On Sunday 新京报 (the Beijing News) reported that over the first six days of the new rules’ enforcement, 17,800 law enforcement personnel carried out a total of 9,600 inspections, covering residential complexes, hospitals, hotels, shopping malls, and parks. A total of 3,456 organizations and 3,248 individuals received “education and dissuasion” for violating the regulations. 62% were guilty of failing to properly set up garbage-sorting bins, 36% of failing to correctly sort their rubbish, and 2% of collecting and transporting rubbish illegally. 190 fines were also handed out to individuals and organizations for violating the new regulations.
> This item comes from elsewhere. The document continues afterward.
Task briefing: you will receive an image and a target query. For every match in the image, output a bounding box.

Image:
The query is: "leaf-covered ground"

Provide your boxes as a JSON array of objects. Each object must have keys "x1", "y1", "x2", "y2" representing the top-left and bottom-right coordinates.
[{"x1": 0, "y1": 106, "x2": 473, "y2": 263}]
Individual flouters can be fined from 50 to 150 yuan for a first offence and up to 200 yuan for repeated offences, while companies and organisations could face fines of up to 50,000 yuan.
Reports from today in the Chinese media reveal that in a particularly extreme case which occurred on the 4th of July, a 33-year old woman was detained for three days in the Shanghai district of Hongkou after attacking a volunteer. When the volunteer, a retired cleaner, asked her to correctly sort her garbage, the woman grabbed the volunteer by the neck and caused her light injuries.